W3C home > Mailing lists > Public > public-html-comments@w3.org > April 2008

RE: charset

From: Harley Rosnow <Harley.Rosnow@microsoft.com>
Date: Wed, 9 Apr 2008 10:26:30 -0700
To: hrhrhr hahaha <kevking@hotmail.com>, "public-html-comments@w3.org" <public-html-comments@w3.org>
Message-ID: <7AD436E4270DD54A94238001769C2227011DAFFE3BBB@DF-GRTDANE-MSG.exchange.corp.microsoft.com>

Hello,

Such a multi-charset feature would be very difficult for user agents to support.  I work on Internet Explorer's "charset" implementation.  Simply put, in the implementation of the "charset" META tag, data is (1) placed in a buffer, (2) scanned for a charset META tag in the head, (3) decoded based on that charset, (4) tokenized by a lexer and (5) the tokens are parsed into some internal representation.  While user agent implementations vary and I've greatly simplified things, it's still useful to think of the processing in these terms.

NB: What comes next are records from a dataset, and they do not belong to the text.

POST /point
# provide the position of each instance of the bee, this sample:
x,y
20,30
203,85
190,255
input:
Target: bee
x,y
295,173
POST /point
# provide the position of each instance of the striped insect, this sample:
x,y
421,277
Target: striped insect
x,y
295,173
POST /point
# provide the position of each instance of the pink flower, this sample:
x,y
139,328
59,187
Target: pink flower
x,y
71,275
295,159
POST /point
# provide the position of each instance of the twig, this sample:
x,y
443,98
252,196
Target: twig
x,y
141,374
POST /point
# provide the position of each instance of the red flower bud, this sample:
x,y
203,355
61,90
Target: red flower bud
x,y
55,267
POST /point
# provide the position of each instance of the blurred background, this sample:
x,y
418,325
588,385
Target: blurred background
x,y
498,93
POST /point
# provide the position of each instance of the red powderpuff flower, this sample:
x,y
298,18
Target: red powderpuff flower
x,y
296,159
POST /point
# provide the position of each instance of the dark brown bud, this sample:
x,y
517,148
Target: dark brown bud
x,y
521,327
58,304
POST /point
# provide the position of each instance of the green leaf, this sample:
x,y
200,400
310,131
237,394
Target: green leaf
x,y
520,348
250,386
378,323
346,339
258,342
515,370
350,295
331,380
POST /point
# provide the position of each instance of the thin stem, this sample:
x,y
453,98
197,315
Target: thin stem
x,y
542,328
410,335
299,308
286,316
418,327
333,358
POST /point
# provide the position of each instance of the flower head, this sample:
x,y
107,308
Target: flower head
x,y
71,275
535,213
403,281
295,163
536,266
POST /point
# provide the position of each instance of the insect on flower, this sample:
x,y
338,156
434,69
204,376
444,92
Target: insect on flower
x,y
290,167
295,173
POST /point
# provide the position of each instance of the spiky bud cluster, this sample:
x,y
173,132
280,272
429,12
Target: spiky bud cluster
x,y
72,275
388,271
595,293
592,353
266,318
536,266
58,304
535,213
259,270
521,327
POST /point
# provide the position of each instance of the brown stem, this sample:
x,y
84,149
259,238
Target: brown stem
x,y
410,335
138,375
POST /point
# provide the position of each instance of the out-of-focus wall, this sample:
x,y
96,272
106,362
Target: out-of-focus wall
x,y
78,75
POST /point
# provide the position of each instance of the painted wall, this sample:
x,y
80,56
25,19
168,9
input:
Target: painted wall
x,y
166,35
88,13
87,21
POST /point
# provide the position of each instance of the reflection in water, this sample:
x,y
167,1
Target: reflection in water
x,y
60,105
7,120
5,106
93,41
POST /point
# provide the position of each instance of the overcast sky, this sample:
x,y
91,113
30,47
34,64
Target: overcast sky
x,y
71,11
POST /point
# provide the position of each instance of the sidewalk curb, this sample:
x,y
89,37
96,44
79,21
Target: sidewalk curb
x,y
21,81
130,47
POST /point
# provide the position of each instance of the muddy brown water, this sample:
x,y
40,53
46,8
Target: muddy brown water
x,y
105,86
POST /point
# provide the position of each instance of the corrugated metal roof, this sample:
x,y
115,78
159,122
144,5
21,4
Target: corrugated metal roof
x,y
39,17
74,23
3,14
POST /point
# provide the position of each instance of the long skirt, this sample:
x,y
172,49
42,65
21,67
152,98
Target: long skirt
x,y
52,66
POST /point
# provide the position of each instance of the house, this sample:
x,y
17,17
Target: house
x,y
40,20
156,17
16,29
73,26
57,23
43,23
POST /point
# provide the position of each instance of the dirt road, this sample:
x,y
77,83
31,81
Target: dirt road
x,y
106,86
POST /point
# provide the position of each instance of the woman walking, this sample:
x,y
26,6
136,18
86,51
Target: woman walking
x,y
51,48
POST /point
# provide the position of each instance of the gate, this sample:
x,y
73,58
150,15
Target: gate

The difficulty of this suggestion is that the user agent wouldn't be able to identify and handle charset attributes until [I] during the parsing phase (5) or [II] by adding an early scan that violates the above phasing.  If discovered during parsing, the appropriate portion of the file would have to be reset back to phase (3), decoded again, retokenized and reparsed.  On the other hand, the user agent could attempt to find such attributes at a much earlier phase.  There are many encodings that have problematic characteristics such as characters from the ASCII range (used for elements, attributes, etc.) not being encoded as ASCII characters in the stream or shift states that change the interpretation of bytes.  As a result, these early scans are very difficult and expense (in terms of performance) to implement early.  For either approach, this kind of reinterpretation of data lends itself to security attacks (I could hide script in a different encoding from the rest of the file), makes XSS filtering much more difficult, leads to bad performance issues and ultimately inconsistent implementation across the different user agents.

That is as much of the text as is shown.